Concordia International School Shanghai’s art department strives to provide instructional, conceptual, and contextual content that will have an effect on learning outcomes both deep and wide. A full spectrum of tools and techniques are reviewed and extended each year within a spiral curriculum which builds upon prior knowledge and skill sets. This approach allows for deeper learning and broader experience as students connect various content and construct life-long skills. 

Each unit begins with an aspect termed ‘Explore Before’ where students are encouraged to explore, sample, test, stretch limits, and experience the properties of matter and materials as well as recognize the limitations of specific art mediums.  

Concordia considers and applies a standards-based art curriculum based on the United States’ National Core Arts Standards (Creating, Presenting, Responding, and Connecting). Assessment guides planning by using Understanding by Design framework. The Art Department uses a variety of formal and informal assessment tools and strategies to attain a holistic view of students’ comprehension and learning. Student Self-assessment and Reflection offers insight into their unique perception and outlook and directs their future artistic goals. Open-ended tasks, process-focused assessment, and performance-based assessment are guided and determined using criteria-based rubrics.

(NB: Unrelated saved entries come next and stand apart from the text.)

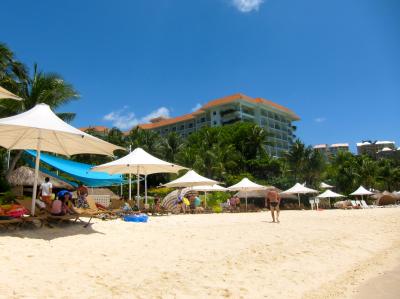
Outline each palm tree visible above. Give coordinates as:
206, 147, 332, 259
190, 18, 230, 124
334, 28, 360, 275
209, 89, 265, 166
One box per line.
3, 63, 79, 178
284, 140, 308, 181
0, 43, 29, 91
161, 132, 183, 162
125, 127, 162, 156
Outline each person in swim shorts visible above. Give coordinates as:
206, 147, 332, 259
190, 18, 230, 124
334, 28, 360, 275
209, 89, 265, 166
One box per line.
266, 189, 281, 223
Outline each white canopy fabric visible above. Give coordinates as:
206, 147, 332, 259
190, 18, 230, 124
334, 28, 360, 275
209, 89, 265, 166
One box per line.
317, 189, 344, 208
227, 178, 267, 192
0, 104, 121, 156
0, 104, 122, 214
192, 184, 227, 192
164, 170, 218, 188
317, 189, 344, 198
0, 86, 23, 101
281, 183, 318, 208
320, 182, 334, 189
350, 186, 374, 196
92, 147, 186, 175
281, 183, 318, 195
92, 147, 186, 204
227, 178, 267, 210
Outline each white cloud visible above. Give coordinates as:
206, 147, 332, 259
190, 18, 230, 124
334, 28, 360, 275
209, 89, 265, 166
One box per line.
232, 0, 264, 13
141, 107, 170, 123
314, 117, 326, 123
103, 106, 170, 130
191, 103, 202, 112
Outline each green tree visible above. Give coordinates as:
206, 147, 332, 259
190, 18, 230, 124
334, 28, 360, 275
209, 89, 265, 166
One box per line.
2, 63, 79, 178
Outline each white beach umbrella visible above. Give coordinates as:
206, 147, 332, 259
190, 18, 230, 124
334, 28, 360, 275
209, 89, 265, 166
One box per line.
227, 178, 267, 211
163, 170, 218, 188
0, 104, 122, 214
317, 189, 344, 207
320, 182, 334, 189
92, 147, 186, 206
281, 183, 318, 208
0, 86, 23, 101
192, 184, 228, 208
350, 185, 374, 201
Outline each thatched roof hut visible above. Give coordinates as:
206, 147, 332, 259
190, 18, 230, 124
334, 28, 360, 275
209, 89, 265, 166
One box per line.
7, 166, 74, 190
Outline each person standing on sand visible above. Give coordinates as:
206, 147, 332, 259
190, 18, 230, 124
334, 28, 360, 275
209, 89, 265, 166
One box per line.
266, 190, 281, 223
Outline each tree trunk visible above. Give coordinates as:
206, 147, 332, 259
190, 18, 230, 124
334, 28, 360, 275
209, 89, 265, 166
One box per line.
5, 150, 23, 180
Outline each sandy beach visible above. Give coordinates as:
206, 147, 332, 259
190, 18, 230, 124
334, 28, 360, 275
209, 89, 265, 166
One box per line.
1, 208, 399, 299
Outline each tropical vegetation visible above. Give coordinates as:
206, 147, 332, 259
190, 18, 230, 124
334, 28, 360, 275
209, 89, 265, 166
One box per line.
1, 42, 399, 201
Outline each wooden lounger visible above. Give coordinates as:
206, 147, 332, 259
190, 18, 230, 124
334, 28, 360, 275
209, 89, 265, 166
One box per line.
0, 217, 23, 230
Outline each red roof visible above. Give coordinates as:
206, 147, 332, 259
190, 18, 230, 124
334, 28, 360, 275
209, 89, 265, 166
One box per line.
79, 126, 109, 133
138, 113, 196, 130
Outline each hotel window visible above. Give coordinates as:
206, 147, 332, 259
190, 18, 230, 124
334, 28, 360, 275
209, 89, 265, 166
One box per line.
201, 117, 205, 122
172, 127, 176, 131
188, 123, 193, 128
213, 111, 217, 115
180, 125, 184, 130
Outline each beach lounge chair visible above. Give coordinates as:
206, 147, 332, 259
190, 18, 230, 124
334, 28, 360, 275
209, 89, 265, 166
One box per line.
360, 200, 371, 209
0, 217, 24, 230
350, 200, 358, 208
355, 200, 363, 207
17, 198, 92, 227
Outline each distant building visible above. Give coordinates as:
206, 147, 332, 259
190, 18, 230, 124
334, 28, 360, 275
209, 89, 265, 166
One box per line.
136, 93, 300, 156
313, 143, 349, 157
313, 144, 328, 155
357, 140, 396, 157
79, 126, 109, 137
329, 143, 350, 155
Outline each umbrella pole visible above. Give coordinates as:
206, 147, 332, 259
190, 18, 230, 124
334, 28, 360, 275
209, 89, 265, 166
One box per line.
204, 191, 207, 208
128, 144, 132, 201
7, 150, 10, 170
298, 193, 300, 209
128, 173, 132, 201
31, 137, 42, 216
137, 168, 140, 209
246, 191, 248, 211
145, 174, 148, 205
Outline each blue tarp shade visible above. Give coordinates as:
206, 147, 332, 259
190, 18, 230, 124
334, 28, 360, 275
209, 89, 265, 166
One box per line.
26, 150, 124, 187
25, 158, 78, 188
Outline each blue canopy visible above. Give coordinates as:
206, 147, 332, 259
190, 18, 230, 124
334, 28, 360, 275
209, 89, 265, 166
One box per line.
26, 150, 124, 187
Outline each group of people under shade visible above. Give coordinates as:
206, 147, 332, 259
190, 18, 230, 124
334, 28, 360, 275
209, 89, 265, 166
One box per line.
176, 194, 203, 213
38, 177, 90, 216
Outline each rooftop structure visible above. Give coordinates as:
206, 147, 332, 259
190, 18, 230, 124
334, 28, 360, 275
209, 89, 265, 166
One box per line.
357, 140, 396, 157
313, 143, 349, 157
137, 93, 300, 156
79, 126, 109, 137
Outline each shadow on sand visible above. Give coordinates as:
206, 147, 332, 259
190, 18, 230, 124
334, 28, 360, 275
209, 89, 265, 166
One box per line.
0, 220, 105, 241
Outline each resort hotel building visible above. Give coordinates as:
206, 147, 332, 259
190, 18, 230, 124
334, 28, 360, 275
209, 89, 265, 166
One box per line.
313, 143, 350, 157
137, 93, 300, 156
357, 140, 397, 158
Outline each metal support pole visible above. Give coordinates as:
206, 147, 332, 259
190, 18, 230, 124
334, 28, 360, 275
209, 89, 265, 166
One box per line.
7, 150, 10, 170
137, 167, 140, 209
31, 132, 42, 216
144, 174, 148, 205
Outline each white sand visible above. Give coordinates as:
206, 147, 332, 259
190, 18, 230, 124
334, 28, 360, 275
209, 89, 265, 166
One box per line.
0, 208, 399, 299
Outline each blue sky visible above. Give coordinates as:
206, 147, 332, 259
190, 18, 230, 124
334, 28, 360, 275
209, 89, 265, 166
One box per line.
1, 0, 399, 150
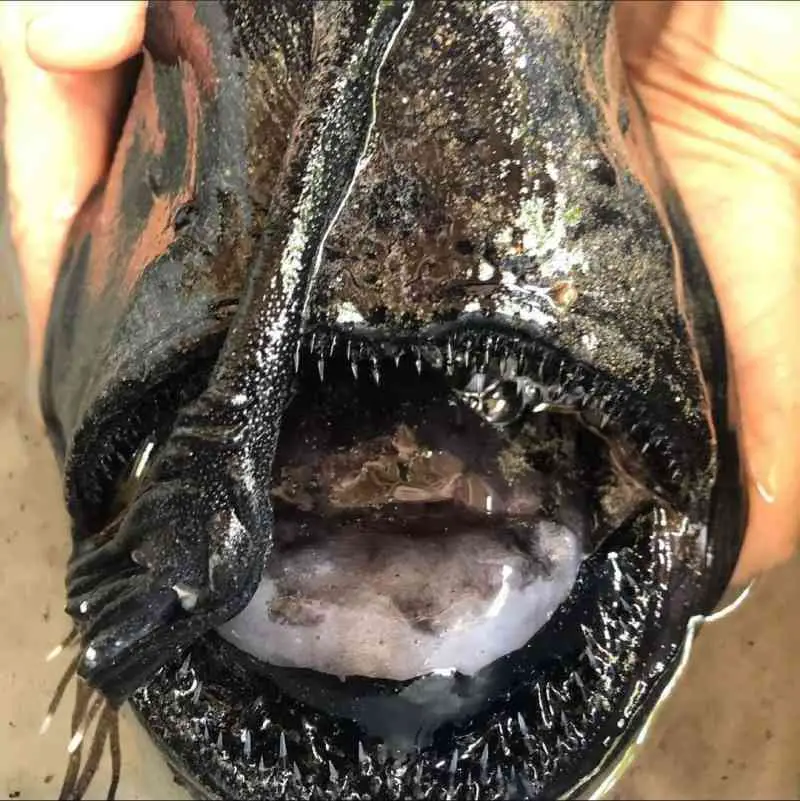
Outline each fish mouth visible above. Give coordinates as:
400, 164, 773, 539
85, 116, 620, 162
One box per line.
72, 314, 715, 799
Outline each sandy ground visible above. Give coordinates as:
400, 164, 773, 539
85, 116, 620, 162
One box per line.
0, 218, 797, 799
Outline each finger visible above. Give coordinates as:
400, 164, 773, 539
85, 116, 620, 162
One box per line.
0, 3, 137, 369
692, 162, 800, 583
616, 0, 800, 581
25, 1, 146, 72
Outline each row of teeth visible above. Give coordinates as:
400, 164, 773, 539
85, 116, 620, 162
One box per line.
292, 332, 588, 427
121, 336, 600, 494
292, 331, 683, 489
123, 334, 675, 494
149, 563, 650, 786
294, 332, 536, 382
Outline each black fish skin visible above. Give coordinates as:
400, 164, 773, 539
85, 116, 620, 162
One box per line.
38, 1, 745, 799
50, 0, 415, 703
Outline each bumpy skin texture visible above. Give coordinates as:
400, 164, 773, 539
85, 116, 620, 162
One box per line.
40, 1, 746, 799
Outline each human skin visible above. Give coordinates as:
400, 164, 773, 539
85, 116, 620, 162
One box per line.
0, 0, 798, 582
614, 0, 800, 582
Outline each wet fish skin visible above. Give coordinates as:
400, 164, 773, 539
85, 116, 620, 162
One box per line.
39, 2, 745, 799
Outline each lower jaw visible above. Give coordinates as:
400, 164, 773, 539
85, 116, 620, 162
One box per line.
128, 506, 702, 801
126, 711, 224, 801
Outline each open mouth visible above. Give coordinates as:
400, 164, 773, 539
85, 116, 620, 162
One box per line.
74, 316, 711, 798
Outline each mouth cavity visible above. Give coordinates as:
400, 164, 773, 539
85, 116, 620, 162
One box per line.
103, 318, 704, 797
156, 319, 688, 683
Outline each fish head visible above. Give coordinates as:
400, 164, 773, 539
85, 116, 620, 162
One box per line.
40, 2, 746, 798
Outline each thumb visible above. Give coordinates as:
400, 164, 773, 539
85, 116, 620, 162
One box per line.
0, 1, 145, 369
25, 1, 146, 72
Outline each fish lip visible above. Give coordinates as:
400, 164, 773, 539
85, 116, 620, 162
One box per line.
129, 631, 685, 801
118, 320, 713, 798
571, 581, 755, 800
69, 309, 702, 535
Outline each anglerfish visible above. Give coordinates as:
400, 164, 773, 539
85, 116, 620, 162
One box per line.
38, 1, 746, 798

Final art creations, digital portfolios and art journal entries serve as continuums. 

Preparing students for life-long success

Art is interrelated to all academic disciplines therefore provides an opportunity for integration and extension. The STEM to STEAM movement is becoming quite evident in education and the “A” is for Art! Art integration takes place at Concordia Shanghai within the art room itself. The art department is very proud of its accomplishments of authentic art integration and ensures that each unit has some form of integration to academic subject matters, including science, social studies, technology, engineering, and math. Students even have an area of the art room called ‘The Test Strip’ where they are free to test, repair, adjust, and retest uniquely made constructs that arise from their own creative ideas.  

There are also components of the art curriculum which enable valid connections to be made with literacy, social and emotional development, and multiple-language learning, and Concordia’s Schoolwide Learner Outcomes (SLOs), as well. 

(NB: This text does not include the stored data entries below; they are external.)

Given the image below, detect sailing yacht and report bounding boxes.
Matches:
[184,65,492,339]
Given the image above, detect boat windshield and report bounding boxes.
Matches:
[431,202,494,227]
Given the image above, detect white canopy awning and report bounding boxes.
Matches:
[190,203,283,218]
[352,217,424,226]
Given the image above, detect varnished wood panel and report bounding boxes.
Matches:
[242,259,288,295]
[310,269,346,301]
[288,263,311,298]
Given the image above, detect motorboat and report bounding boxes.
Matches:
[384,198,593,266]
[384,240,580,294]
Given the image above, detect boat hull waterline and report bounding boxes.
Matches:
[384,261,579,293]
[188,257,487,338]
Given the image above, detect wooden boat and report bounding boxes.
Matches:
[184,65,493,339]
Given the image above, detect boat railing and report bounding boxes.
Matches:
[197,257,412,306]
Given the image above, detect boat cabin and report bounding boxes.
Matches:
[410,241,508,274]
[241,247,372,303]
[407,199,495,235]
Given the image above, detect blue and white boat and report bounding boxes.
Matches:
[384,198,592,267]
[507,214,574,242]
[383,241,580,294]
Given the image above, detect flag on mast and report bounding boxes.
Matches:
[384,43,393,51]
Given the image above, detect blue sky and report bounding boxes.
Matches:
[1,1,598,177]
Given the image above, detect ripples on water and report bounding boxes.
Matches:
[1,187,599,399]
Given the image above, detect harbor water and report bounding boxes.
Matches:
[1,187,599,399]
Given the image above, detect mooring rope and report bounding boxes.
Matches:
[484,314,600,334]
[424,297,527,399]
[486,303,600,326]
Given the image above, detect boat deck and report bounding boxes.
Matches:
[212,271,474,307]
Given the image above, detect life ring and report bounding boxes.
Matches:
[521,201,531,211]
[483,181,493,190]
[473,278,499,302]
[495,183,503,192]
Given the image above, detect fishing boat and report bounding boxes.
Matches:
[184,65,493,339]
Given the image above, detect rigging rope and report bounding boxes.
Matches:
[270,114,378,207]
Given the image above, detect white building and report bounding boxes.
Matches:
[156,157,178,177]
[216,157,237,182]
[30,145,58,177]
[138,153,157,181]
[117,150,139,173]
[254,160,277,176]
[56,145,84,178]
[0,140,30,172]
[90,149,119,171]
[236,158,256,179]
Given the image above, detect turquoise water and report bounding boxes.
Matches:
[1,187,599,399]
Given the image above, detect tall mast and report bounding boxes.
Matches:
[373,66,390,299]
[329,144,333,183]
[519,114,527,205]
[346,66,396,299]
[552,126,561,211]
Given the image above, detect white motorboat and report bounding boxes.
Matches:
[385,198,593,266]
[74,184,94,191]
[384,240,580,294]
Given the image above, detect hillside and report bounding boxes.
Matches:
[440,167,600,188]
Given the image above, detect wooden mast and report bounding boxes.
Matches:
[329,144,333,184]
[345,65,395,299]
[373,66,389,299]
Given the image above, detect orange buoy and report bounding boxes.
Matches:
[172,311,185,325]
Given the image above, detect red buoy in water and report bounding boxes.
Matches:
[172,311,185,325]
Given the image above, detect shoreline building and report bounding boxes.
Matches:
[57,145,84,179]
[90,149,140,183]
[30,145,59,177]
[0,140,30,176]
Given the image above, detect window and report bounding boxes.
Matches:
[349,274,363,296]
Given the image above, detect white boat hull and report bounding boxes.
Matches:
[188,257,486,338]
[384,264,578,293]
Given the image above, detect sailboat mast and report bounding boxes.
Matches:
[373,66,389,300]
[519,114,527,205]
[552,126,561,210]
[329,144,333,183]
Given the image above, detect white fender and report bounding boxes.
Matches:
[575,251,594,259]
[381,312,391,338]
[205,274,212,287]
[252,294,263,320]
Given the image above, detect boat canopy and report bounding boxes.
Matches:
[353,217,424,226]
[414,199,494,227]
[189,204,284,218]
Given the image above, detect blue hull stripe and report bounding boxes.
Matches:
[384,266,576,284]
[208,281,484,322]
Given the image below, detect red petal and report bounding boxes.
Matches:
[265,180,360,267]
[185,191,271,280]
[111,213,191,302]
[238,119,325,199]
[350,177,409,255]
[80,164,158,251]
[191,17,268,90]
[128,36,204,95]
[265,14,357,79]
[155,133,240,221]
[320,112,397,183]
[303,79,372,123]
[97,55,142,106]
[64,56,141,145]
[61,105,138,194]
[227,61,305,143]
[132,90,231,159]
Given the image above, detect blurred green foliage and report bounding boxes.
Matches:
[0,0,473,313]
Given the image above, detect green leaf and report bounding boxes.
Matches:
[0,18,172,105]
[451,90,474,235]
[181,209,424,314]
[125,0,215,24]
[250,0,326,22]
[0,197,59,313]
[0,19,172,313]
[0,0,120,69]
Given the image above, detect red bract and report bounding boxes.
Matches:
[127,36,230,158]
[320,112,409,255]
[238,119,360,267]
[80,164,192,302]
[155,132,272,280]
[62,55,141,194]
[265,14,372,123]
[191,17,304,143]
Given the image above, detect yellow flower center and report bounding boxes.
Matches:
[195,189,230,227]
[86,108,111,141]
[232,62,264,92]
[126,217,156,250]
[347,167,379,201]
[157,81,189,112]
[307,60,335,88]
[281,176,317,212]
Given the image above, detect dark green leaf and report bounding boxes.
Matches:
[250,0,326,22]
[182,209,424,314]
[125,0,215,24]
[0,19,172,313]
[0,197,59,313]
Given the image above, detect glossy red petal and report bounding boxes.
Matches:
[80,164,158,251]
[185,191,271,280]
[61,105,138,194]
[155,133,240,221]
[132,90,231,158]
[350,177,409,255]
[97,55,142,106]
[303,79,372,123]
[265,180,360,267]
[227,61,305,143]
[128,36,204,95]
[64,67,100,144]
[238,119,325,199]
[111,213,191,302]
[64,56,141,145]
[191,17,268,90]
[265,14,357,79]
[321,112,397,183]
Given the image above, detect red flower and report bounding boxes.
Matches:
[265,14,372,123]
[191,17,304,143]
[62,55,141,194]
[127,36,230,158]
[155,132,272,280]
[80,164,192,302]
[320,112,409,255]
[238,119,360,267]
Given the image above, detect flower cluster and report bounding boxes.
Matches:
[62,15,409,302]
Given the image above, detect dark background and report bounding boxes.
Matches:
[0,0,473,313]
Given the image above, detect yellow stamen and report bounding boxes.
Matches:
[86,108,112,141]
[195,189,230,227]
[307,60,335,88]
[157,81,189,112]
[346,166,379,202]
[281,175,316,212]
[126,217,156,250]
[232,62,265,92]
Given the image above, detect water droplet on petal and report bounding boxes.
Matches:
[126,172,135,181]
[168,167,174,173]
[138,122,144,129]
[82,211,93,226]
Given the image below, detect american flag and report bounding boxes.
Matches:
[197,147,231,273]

Often, I am asked why students love art so much, and most assume it is only because it’s fun. However, when asking students, their answers would surprise you. It is often that they feel challenged, they seek personal expression, want positive inspiration and affirmation, and express a desire to learn more about themselves. 

The visual arts prepare students for the world in which they live! Concordia students are offered a wide variety of art mediums and materials to explore concept-based learning, including drawing and mark-making tools, paints, ceramics, sculpture, printmaking, fibers arts and technology in art where unique learning experiences and challenging circumstances authentically create real-life connections which will empower and prepare students for any life situation that arises.  

 

At Concordia, art students are active, not passive, learners and participate fully in their own learning experience. This theory of knowledge acquisition is called ‘constructivism’ as student ‘construct’ their own meaning and develop their world view through association and interaction. 

All in all, the personal growth that takes place during the artistic process is invaluable to the student as growth and development is a process that can be acknowledged throughout a student’s entire educational journey from early childhood to grade 12 and beyond.